Зарудин остановился и даже ударил себя рукой по лбу.
– Это верней всего, а я, несчастный, клевещу на нее, на эту чистую девушку… Боже, какой я низкий, подлый человек… Это более чем «некрасиво», – припомнилось ему выражение Кудрина, – это возмутительно, этому нет имени, – добавил он от себя.
Началось самобичевание.
Только почти под самое утро Николай Павлович наконец заснул, в конец разбитый испытанными им душевными страданиями.
Проснулся он в обычный час и наскоро, как обыкновенно, выпив чаю, уехал на службу.
В два часа дня он уже входил в столовую, так как это был назначенный час для общего их обеда с отцом, и старик не любил неаккуратности.
Здесь Николай Павловича ждало неприятное известие.
– А у меня гость был, редкий гость! – заметил во время обеда Павел Кириллович.
Сын только бросил на него удивленно-вопросительный взгляд.
– Сам его превосходительство Федор Николаевич Хомутов нежданно-негаданно пожаловал… – лукаво подмигнув сыну, продолжал он.
– А!.. – произнес Николай Павлович, но сердце его как-то инстинктивно упало, предчувствуя беду.

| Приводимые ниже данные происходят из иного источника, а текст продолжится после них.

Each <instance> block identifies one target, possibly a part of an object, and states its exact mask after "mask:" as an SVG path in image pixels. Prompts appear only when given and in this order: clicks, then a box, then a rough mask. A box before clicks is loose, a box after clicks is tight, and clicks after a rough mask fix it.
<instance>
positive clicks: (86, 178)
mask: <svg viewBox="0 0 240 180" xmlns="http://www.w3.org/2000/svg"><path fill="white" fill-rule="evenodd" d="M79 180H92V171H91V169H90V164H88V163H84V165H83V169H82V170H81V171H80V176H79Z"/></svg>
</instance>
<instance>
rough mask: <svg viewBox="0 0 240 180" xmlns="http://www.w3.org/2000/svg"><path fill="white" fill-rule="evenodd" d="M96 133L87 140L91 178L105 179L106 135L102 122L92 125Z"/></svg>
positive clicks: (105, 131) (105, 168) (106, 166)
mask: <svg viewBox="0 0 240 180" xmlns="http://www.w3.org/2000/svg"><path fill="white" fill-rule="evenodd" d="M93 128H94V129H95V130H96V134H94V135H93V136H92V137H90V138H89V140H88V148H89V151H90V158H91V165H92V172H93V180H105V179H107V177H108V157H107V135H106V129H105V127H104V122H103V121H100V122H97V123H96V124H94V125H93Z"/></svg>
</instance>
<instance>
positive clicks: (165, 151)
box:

– Чего а? Будто ты и не знаешь, зачем он ко мне в такую даль старые кости тряс?..
– Почем же мне знать, батюшка…
– Ох, хитришь, Николай, с отцом не откровенен, не хорошо… – раздражительно продолжал Павел Кириллович.
Молодой Зарудин уже с нескрываемым удивлением поднял на него глаза.

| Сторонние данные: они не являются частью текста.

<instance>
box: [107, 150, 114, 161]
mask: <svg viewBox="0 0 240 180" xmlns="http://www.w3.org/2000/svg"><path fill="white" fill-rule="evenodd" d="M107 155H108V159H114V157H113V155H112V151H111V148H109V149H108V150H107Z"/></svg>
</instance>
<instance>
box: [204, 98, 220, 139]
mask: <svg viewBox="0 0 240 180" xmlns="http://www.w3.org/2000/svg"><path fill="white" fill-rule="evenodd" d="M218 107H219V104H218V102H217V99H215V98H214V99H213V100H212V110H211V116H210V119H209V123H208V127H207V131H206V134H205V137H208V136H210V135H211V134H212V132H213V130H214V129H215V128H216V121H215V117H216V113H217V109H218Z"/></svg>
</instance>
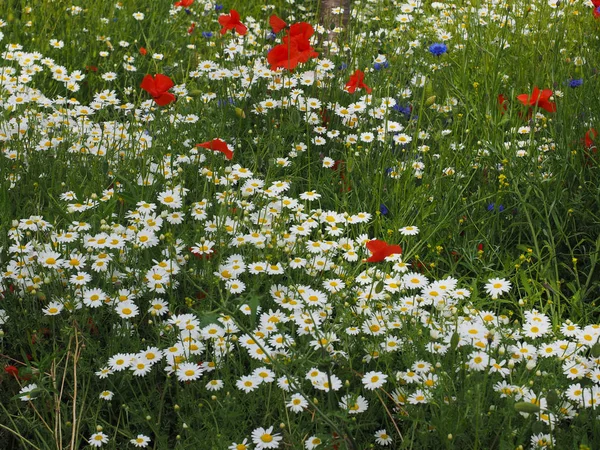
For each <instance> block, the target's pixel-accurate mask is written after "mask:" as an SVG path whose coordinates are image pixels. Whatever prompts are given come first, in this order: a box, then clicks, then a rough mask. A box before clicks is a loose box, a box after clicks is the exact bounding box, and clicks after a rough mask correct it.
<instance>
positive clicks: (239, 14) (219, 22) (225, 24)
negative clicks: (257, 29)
mask: <svg viewBox="0 0 600 450" xmlns="http://www.w3.org/2000/svg"><path fill="white" fill-rule="evenodd" d="M219 24H221V26H222V27H223V28H221V34H225V33H227V31H228V30H234V31H235V32H236V33H238V34H239V35H241V36H244V35H245V34H246V33H247V32H248V28H247V27H246V25H244V24H243V23H242V22H241V21H240V13H238V12H237V11H236V10H235V9H230V10H229V14H221V15H220V16H219Z"/></svg>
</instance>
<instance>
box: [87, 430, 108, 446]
mask: <svg viewBox="0 0 600 450" xmlns="http://www.w3.org/2000/svg"><path fill="white" fill-rule="evenodd" d="M107 442H108V435H106V434H104V433H103V432H101V431H99V432H98V433H94V434H92V435H91V436H90V438H89V439H88V444H90V446H91V447H102V444H106V443H107Z"/></svg>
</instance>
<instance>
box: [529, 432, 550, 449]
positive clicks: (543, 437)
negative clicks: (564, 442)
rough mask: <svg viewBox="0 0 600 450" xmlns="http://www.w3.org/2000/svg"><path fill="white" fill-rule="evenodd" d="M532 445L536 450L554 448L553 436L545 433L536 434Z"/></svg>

– Я хитрю… Неоткровенен с вами… Батюшка, я положительно ничего не понимаю…
– Не понимаешь… – окинул его Павел Кириллович подозрительным взглядом. – Будь по-твоему… Коли не понимаешь, я тебе объясню…
Николай Павлович молчал.
– Ты это через день на Васильевский остров все о здоровье старика справляться катаешься? – после некоторой паузы спросил Зарудин-отец.

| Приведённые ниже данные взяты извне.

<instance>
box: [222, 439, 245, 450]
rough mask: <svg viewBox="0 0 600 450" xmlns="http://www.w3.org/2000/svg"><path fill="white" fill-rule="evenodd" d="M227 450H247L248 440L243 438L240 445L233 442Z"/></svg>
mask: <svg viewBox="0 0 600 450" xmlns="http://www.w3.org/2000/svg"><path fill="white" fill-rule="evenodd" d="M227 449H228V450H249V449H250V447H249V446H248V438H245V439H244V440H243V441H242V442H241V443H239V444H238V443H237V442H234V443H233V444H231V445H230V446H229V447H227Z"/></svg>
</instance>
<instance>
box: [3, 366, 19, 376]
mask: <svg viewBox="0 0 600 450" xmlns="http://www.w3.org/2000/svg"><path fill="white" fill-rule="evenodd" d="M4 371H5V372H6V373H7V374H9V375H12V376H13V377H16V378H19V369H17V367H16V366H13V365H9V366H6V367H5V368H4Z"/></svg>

– Если это не нравится вам и Федору Николаевичу, то я могу и прекратить к нему свои визиты… – вспыхнул сын.
– Прекратить… – протянул старик. – Нет, шалишь, брат, теперь уже поздно…
– То есть как это поздно?
– Так, как бывает… его превосходительство, хотя и стороной, а тебя приезжал сватать…
– Сватать?..
Николай Павлович побледнел: назначенное через два часа свидание, в связи с приездом отца Натальи Федоровны и его сватовством, хотя и стороной, снова подняло в душе идеалиста Зарудина целую бурю вчерашних сомнений. Как человек крайностей, он не сомневался долее, что отец и дочь, быть может, по предварительному уговору – и непременно так, старался уверить он сам себя – решились расставить ему ловушку, гнусную ловушку, – пронеслось в его голове.
– Каким же образом он начал этот разговор с вами, батюшка? – упавшим голосом спросил он отца.
– Да ты чего это так с лица-то изменился?.. Не по нраву, что ли, пришлась?.. Не люба она тебе?
– Не то, не то, батюшка, но так не… делается…
Он чуть было не рассказал отцу историю с запиской и о назначенном свидании, но какое-то внутреннее чувство удержало его. Он один должен быть судьей ее – его разрушенного идеала! Зачем вмешивать в эту историю других, хотя бы родного отца. Он сам ей в глаза скажет, как он смотрит на подобный ее поступок.
– А по-моему, так оно и делается… В чем другом, а в честности старику Хомутову отказать нельзя… Бурбон он, солдат, с Аракчеевым одного поля ягода, в этом мы с ним не сходимся, но прямой, честный, откровенный старик, – за это я его и люблю.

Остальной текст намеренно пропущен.